Pagi tadi (7 September 2024) Saya mendapatkan kabar duka yang amat mendalam. Seorang Ulama Kharistmatik Aceh telah berpulang ke Ilahi Rabbi. Beliau adalah Ulama Aceh yang sangat diterima oleh setiap kelompok masyarakat di Aceh. Tu Sop adalah panggilan rakyat kepada Beliau. Tentu kepergiannya adalah duka mendalam bagi rakyat Aceh di manapun berada. Saya sangat mengangumi Tu Sop. Beliau sangat dalam ilmu agama dan kuat sekali dalam berargumen di atas jalan kebenaran.
Saya dan Tu Sop memang sangat dekat. Banyak momen yang kami lewati bersama, baik dalam pertemuan publik maupun non-publik. Saya pernah membedah buku beliau pada tahun 2017, dimana saat itu, saya ungkapkan jalur perjuangan Tu Sop hampir mirip dengan Abu Al-A’la al-Maududi dari Pakistan. Kemudian, dalam satu pertemuan, Tu Sop secara pribadi ingin bertemu dengan Saya untuk membicarakan berbagai hal tentang isu nasional.
Tu Sop tidak jarang menelpon dan meminta untuk duduk bersama. Di saat yang lain, Tu Sop juga meminta Saya untuk mengisi sesi kegiatan yang dilaksanakan oleh HUDA. Pernah juga, ketika ada pertemuan di MUDI, Tu Sop mengajak Saya untuk duduk di warung kopi di sekitar Dayah Mudi, untuk membicarakan berbagai hal tentang bagaimana memikirkan Aceh.

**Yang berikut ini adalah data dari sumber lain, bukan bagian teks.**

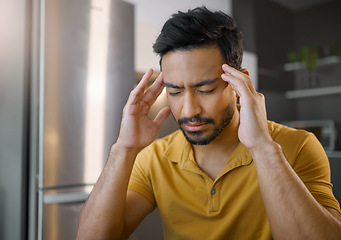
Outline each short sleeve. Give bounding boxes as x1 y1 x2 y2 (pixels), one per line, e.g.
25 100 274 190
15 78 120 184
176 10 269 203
293 133 340 212
128 149 156 207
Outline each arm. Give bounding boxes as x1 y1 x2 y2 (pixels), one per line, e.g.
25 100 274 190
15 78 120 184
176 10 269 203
222 65 341 239
78 70 170 239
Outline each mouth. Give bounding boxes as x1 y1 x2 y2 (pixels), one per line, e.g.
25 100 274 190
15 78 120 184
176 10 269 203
182 122 208 132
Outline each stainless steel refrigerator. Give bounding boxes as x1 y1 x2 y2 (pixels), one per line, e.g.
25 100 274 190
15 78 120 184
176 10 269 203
28 0 135 240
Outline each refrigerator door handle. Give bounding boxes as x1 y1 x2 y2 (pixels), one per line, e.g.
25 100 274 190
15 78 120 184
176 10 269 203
43 192 89 204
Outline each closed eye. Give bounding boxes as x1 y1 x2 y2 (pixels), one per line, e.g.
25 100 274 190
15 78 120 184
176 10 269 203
169 92 180 96
198 89 215 94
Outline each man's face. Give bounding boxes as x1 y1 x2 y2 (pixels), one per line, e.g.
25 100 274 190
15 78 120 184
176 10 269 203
162 47 236 145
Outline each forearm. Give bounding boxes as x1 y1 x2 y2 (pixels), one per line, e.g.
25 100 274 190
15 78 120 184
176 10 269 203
251 142 341 239
78 144 137 239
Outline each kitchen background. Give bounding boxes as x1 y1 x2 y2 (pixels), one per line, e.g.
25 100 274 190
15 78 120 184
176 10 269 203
0 0 341 240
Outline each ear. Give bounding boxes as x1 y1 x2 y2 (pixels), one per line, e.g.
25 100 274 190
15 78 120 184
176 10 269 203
240 68 250 76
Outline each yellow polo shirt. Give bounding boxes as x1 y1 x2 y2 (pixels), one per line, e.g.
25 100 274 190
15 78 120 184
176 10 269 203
129 121 340 240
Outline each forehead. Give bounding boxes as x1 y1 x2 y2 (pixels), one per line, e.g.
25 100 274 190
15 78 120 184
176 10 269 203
162 46 224 85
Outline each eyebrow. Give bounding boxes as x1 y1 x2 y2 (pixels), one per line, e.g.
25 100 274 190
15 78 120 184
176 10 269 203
164 77 219 89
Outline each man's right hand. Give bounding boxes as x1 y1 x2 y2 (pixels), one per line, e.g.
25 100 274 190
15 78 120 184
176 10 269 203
117 69 170 151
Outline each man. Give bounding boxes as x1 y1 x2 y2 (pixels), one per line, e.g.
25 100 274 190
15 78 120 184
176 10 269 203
78 7 341 239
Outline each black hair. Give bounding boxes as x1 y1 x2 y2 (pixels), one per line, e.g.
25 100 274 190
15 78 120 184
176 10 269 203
153 6 244 70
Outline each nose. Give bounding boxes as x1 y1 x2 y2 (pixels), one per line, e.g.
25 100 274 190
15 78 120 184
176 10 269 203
182 93 202 118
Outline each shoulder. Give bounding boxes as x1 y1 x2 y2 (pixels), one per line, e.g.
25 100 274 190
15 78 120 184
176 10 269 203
268 121 325 165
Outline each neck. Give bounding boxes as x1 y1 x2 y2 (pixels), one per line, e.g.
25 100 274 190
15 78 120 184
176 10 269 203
192 110 239 179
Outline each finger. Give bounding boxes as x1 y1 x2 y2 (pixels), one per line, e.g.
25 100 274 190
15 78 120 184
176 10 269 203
154 107 171 127
127 69 153 104
143 73 164 106
222 64 257 93
221 70 252 97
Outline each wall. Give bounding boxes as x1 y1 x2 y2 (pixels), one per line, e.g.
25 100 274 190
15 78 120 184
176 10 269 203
0 0 29 240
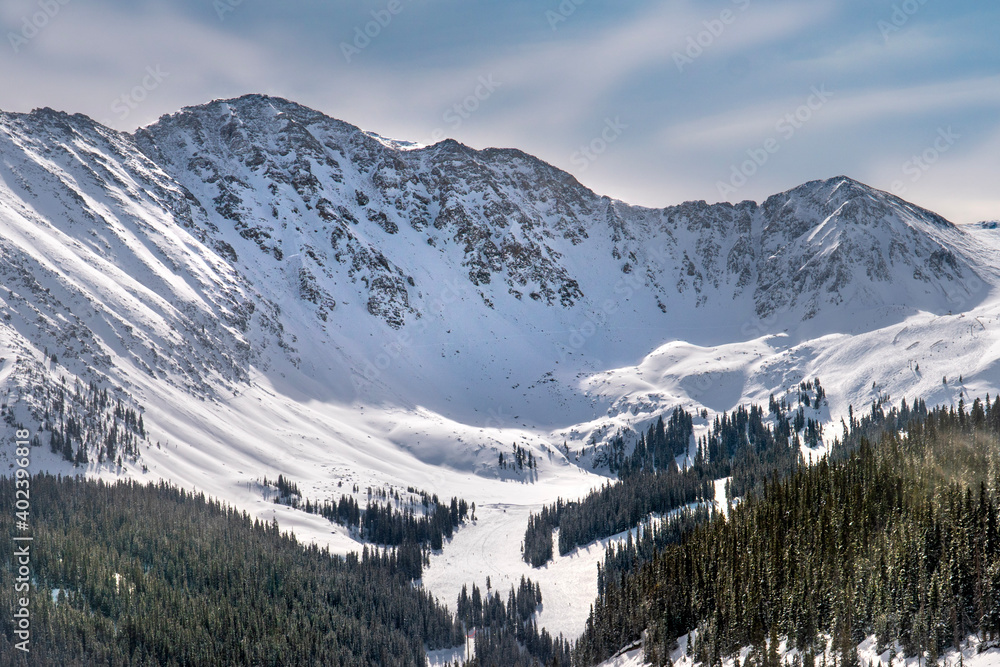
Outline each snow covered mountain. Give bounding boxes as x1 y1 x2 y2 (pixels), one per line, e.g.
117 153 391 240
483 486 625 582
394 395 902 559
0 95 1000 634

Kenangan saya dengan Tu Sop memang tidak akan pernah terlupakan. Pengalaman ini juga saya jalani dengan Waled Marhaban di Bakongan. Keindahan untuk bertemu dengan ulama Aceh memang meninggalkan kesan tersendiri bagi kita yang menjadi murid mereka.
Saya tidak pernah nyantri dengan Tu Sop. Tetapi pemikiran dan garis perjuangan Tu Sop memang impian bagi setiap rakyat Aceh. Tu Sop berkeliling ke seluruh kampung Aceh untuk berdakwah. Kadang dalam satu hari, Tu Sop bisa berpindah-pindah tempat dalam berdakwah. Berbagai rekaman ceramah Tu Sop disebarkan dalam Grup WA yang bernama “Pencinta Tusop Jeunieb.” Saya mengikuti setiap langkah dakwah Tu Sop. Hingga saya berpikir, anda banyak Tu Sop lainnya di Aceh, yang rela berkeliling ke seluruh penjuru Aceh, maka siraman ruhani dan hikmah dari ulama, akan terus bergema di provinsi ini.
Kepergian Tu Sop memang sangat mengejutkan. Beberapa hari sebelum Tu Sop wafat, saya sempat lama memandang foto Tu Sop di Simpang Lamnyong. Saya sempat berbisik pada seseorang, sepertinya Tu Sop kurang sehat dan firasat saya tidak begitu baik, dengan memandang foto beliau.
Saya tidak begitu tahu bagaimana kondisi Tu Sop selama ini. Karena sudah beberapa tahun, saya tidak berjumpa secara langsung dengan Beliau. Namun, firasat saya tentang kesehatan dan kesibukan beliau akhir-akhir ini, memang telah mengganggu pikiran saya.
Dulu ketika ada ajakan untuk terlibat dalam satu agenda besar di Jakarta, saya sempat diminta pendapat secara pribadi oleh Tu Sop. Saya mengatakan bahwa lebih baik Tu Sop memikiran pengembangan dakwah dan ilmu pengetahuan saja. Biarkan urusan di Jakarta diselesaikan oleh orang lain. Tu Sop lebih baik terus membina ummat di Aceh. Saat itu, Tu Sop benar-benar menyimak masukan saya secara empat mata. Saya sangat khawatir dengan kesehatan Beliau.